# Word count with with EMR Serverless on EMR Studio

#### Topics covered in this example
* Write a file to S3, read the file and perform word count on the data.

***

## Prerequisites
<div class="alert alert-block alert-info">
<b>NOTE :</b> In order to execute this notebook successfully as is, please ensure the following prerequisites are completed.</div>

* Create an S3 bucket to save your results or use an existing s3 bucket. For example: `s3://EXAMPLE-BUCKET/word-count/`
* The Interactive runtime role selected when attaching to an application should have S3 read and write permission to the above bucket.
* The EMR Serverless application attached to this notebook should be of type `SPARK`.
* This notebook uses the `PySpark` kernel.
***

## Introduction
In this example we write a file to S3, use pyspark to count the occurrence of each word in the file and store the results to s3.
***

## Example

Create a test data frame with some sample records.
We will use the `createDataFrame()` method to create and `printSchema()` method to print out the schema.

<div class="alert alert-block alert-info">
    <b>NOTE :</b> You will need to update <b>EXAMPLE-BUCKET</b> in the statement below to your own bucket.
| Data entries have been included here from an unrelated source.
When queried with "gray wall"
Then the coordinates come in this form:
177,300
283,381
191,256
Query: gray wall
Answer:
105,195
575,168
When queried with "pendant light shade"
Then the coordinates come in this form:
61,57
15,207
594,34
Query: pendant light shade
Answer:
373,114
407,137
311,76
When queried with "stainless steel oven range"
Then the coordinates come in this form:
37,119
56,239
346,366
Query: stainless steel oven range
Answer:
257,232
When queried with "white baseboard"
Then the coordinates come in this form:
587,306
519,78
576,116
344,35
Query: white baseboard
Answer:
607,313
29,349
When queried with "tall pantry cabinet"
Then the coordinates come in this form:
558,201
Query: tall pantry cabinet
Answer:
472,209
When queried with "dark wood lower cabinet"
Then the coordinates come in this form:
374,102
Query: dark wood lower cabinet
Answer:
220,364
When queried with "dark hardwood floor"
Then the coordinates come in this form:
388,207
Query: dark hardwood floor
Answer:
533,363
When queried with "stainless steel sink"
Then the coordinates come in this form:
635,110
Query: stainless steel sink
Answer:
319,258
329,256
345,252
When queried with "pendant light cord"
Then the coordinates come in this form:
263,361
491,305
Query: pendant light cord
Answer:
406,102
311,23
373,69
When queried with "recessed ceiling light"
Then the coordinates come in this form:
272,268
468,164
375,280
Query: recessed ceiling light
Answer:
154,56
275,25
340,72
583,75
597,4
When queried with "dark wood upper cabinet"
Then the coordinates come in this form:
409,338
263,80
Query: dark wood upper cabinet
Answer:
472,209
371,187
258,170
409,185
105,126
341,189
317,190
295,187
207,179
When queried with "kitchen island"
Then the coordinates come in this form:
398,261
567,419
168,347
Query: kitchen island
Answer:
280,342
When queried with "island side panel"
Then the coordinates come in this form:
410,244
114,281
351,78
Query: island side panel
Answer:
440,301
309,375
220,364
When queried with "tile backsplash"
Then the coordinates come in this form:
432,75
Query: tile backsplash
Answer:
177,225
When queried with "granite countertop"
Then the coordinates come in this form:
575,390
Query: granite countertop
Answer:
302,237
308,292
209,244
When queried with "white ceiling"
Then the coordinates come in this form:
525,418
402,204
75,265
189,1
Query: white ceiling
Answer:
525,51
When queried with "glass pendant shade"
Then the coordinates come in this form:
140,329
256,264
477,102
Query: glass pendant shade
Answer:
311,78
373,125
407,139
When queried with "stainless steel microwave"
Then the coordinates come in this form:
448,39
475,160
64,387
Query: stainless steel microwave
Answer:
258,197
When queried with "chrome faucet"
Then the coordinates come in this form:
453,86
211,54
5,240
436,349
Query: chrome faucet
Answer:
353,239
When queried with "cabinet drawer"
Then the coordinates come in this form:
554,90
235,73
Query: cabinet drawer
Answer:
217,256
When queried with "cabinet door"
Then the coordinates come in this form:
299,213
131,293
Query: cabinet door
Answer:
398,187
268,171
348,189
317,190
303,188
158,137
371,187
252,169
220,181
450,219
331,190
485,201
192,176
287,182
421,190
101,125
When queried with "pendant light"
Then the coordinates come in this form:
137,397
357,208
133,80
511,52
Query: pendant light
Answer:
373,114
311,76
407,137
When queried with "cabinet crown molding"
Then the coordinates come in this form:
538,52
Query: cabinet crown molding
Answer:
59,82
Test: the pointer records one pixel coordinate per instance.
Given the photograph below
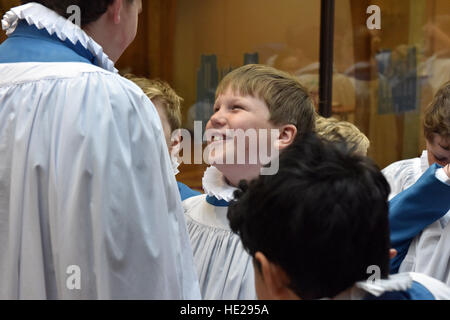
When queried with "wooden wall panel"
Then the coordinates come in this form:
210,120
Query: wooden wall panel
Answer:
151,54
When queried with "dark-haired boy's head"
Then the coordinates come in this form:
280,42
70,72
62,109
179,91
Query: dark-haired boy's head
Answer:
316,226
111,23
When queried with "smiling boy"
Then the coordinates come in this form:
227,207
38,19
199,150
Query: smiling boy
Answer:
253,98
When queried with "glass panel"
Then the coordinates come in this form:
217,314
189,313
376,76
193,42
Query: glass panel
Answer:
214,36
385,78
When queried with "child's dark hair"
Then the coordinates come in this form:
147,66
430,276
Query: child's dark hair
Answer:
91,10
323,218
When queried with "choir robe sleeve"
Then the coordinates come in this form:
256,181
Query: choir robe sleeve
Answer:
414,209
87,190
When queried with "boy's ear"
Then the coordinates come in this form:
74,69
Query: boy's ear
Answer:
115,11
287,135
275,281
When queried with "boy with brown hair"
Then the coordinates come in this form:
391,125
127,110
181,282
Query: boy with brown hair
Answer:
335,130
272,108
168,104
423,242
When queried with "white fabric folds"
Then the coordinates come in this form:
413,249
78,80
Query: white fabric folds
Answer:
429,252
224,268
44,18
214,185
87,190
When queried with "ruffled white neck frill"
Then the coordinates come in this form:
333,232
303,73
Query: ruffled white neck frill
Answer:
214,185
395,283
424,164
44,18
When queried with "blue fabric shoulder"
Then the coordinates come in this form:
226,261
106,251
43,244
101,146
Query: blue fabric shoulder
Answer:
412,210
186,192
29,44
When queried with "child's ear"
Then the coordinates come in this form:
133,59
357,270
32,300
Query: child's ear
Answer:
275,280
287,135
175,143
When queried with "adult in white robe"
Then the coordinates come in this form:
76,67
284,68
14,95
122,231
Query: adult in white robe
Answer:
89,206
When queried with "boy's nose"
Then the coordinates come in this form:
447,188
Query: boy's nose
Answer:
218,119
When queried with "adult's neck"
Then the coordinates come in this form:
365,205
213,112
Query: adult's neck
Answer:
103,35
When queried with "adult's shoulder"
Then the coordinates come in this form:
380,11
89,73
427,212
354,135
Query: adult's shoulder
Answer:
402,174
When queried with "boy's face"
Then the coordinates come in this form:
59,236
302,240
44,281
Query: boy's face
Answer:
233,111
438,150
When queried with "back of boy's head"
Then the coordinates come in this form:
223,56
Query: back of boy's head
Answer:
323,218
437,115
288,101
160,92
334,130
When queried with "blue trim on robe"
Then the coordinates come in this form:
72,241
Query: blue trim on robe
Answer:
412,210
416,292
216,202
29,44
186,192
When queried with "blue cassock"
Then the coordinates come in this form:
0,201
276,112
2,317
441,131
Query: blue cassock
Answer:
414,209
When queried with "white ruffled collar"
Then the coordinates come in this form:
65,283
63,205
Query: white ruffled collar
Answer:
424,164
214,185
42,17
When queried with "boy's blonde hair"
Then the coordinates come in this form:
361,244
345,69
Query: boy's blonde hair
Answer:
160,92
288,101
334,130
437,115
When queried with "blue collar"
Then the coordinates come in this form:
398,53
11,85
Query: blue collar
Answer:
29,44
216,202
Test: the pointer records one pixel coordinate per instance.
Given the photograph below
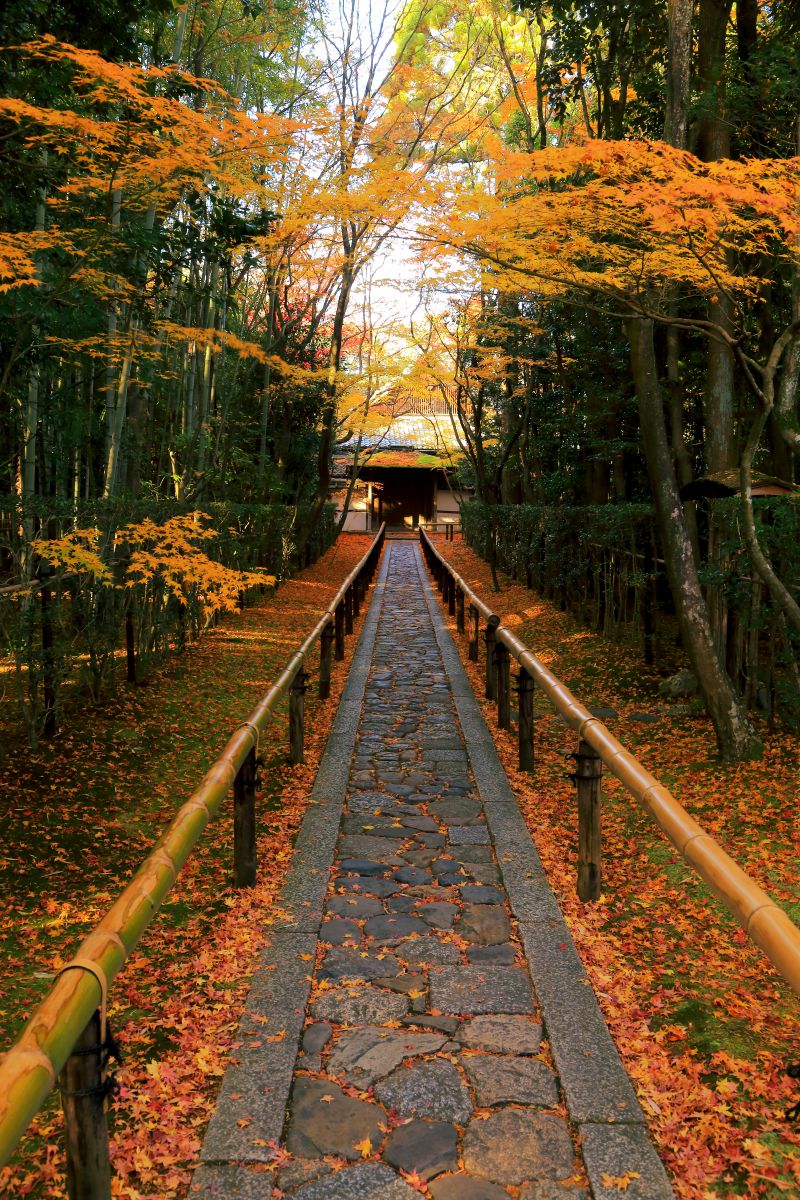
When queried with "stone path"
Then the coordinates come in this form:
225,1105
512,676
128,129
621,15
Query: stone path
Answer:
422,1039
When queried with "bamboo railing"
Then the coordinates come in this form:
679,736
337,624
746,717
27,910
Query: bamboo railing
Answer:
759,916
67,1031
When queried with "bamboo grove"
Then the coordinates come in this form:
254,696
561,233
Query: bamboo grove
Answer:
597,209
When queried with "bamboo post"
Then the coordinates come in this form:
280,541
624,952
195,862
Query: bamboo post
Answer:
245,857
491,666
474,633
83,1095
325,655
525,690
48,658
298,717
338,630
503,679
130,646
588,779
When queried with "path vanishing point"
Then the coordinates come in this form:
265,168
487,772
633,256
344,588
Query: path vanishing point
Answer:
447,1036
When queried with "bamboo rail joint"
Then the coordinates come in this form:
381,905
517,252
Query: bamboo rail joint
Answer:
29,1069
764,922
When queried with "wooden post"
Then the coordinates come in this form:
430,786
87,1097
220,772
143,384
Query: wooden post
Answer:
325,654
503,685
588,780
48,658
474,633
491,665
298,717
130,645
245,861
338,627
527,751
89,1171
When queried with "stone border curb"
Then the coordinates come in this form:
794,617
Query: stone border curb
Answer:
597,1091
256,1089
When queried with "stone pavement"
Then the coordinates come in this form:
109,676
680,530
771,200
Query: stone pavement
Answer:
421,1020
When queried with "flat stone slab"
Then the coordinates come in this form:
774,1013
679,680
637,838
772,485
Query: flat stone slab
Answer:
340,930
425,1147
486,924
359,1006
354,906
515,1145
501,1035
391,928
432,1090
427,951
469,835
619,1150
367,1055
487,989
343,963
465,1187
456,809
548,1189
367,1181
367,887
325,1121
440,915
511,1080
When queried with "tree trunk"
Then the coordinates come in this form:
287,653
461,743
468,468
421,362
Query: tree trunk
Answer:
735,737
680,63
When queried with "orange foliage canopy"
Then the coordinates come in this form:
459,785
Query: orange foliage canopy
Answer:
626,221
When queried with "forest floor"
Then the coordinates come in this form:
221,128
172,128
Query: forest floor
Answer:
79,816
705,1026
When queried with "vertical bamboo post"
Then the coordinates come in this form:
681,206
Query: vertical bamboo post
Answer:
245,859
527,751
338,629
48,658
588,779
298,717
474,633
325,654
89,1171
503,685
130,646
491,665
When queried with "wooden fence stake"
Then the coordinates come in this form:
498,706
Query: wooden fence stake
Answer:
503,679
525,690
89,1171
325,654
474,633
588,779
491,665
338,629
245,861
298,717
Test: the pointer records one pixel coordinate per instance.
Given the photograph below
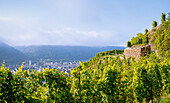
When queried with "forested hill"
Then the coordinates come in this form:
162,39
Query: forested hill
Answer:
10,54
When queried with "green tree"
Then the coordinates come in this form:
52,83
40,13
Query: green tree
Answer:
163,18
129,44
146,31
154,24
168,17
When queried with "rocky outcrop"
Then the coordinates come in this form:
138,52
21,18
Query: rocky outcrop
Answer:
137,51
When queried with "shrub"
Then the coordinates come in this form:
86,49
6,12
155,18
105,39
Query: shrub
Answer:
163,19
154,24
129,44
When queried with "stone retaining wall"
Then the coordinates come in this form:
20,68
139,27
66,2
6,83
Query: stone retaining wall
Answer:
137,52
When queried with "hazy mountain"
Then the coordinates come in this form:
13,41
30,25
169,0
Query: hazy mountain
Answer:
10,54
63,52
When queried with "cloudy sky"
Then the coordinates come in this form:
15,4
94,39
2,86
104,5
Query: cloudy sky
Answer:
77,22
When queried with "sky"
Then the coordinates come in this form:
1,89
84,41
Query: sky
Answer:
77,22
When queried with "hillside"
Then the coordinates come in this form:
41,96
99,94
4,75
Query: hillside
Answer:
10,54
108,77
70,53
156,40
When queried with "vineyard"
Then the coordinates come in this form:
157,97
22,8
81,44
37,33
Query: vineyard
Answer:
106,78
101,79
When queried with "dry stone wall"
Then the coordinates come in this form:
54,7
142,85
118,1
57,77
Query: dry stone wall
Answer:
137,51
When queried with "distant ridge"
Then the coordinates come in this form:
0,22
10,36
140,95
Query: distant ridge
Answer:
10,54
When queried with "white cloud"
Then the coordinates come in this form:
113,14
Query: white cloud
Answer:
4,18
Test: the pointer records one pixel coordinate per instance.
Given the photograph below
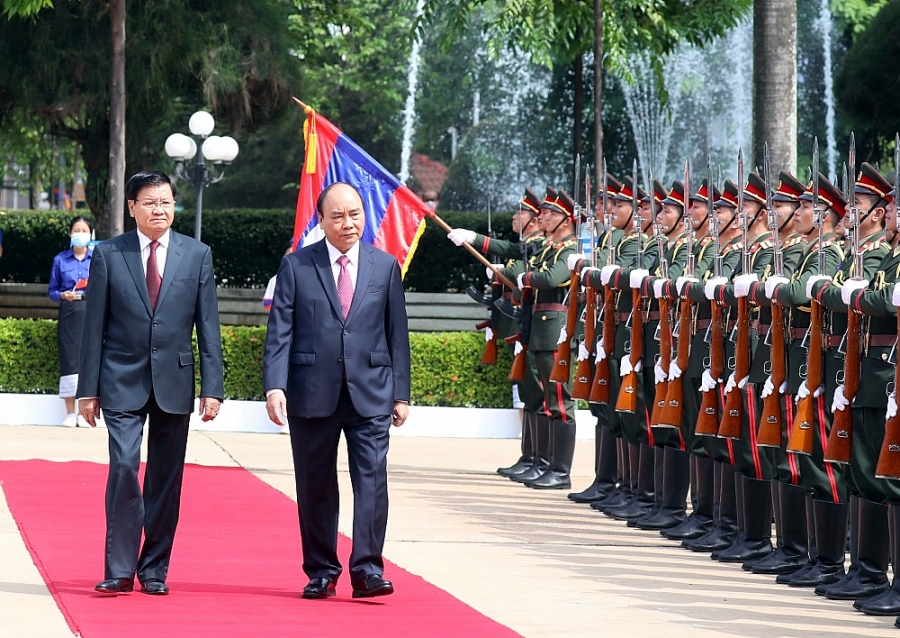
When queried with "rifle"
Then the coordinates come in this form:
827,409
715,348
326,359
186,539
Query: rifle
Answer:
889,461
708,417
840,440
771,421
671,415
731,425
581,389
562,367
628,391
802,436
600,387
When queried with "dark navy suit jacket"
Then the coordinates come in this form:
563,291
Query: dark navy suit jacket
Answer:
310,348
127,349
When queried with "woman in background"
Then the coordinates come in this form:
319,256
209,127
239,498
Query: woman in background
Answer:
68,280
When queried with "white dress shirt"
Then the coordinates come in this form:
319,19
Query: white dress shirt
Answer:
334,254
161,251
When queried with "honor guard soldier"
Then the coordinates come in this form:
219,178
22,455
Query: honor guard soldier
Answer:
824,482
869,533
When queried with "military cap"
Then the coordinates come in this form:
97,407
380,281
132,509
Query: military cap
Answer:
829,194
789,188
755,191
613,186
659,193
626,193
729,195
702,195
530,202
871,182
676,195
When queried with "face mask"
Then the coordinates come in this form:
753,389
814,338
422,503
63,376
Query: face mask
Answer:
80,240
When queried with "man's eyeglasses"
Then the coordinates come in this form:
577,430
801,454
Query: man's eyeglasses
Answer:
152,204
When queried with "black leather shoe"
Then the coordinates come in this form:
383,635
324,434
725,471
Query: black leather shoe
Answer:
115,586
155,587
318,588
371,586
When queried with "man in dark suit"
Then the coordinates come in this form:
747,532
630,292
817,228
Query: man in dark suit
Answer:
337,359
147,290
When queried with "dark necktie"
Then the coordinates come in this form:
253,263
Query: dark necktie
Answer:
153,278
345,286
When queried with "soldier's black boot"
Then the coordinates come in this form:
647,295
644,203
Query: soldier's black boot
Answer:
725,531
659,479
622,494
557,476
703,495
604,468
642,464
677,478
527,459
873,554
793,554
757,497
828,549
542,446
888,603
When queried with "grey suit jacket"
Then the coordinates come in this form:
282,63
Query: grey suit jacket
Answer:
127,349
310,348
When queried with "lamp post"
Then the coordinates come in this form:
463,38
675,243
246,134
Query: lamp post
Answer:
217,151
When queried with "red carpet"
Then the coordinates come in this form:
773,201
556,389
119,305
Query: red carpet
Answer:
236,566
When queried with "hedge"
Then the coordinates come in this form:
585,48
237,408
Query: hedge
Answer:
247,246
446,367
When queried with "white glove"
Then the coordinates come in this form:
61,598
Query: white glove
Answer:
774,281
574,259
637,277
681,281
840,401
657,288
709,288
583,353
812,282
742,284
460,236
606,272
659,375
674,371
601,352
707,382
803,391
850,286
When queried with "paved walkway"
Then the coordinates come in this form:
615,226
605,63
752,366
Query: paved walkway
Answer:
531,560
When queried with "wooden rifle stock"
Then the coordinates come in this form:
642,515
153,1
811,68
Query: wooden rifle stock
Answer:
581,388
665,359
803,432
562,367
672,413
732,422
628,391
771,422
840,440
517,373
889,459
600,388
708,419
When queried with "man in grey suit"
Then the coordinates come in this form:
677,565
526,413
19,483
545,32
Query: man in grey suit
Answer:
337,359
147,291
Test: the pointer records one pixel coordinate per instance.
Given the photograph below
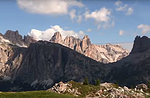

Please make sure you have read and write permissions for this bucket.</div>

In [None]:
BUCKET = "s3://EXAMPLE-BUCKET/word-count/" # Change this to the S3 location that you created in prerequisites.

wordsDF = sqlContext.createDataFrame([("emr",), ("spark",), ("example",), ("spark",), ("pyspark",), ("python",),
             ("example",), ("emr",), ("example",), ("spark",), ("pyspark",), ("python",)], ["words"])
wordsDF.show()
wordsDF.printSchema()

Print out the number of unique words so that we can verify this number with the end result count.

In [None]:
uniqueWordsCount = wordsDF.distinct().groupBy().count().head()[0]
print(uniqueWordsCount)

This step only shows an example on how to write to s3.
You can use an existing file stored in S3 and read it as shown in the next steps.

In [None]:
wordsDF.write.csv(BUCKET + "test-data.csv")

Read the csv file from S3 and store in RDD.

In [None]:
wordsData = sc.textFile(BUCKET + "test-data.csv")
wordsData.count()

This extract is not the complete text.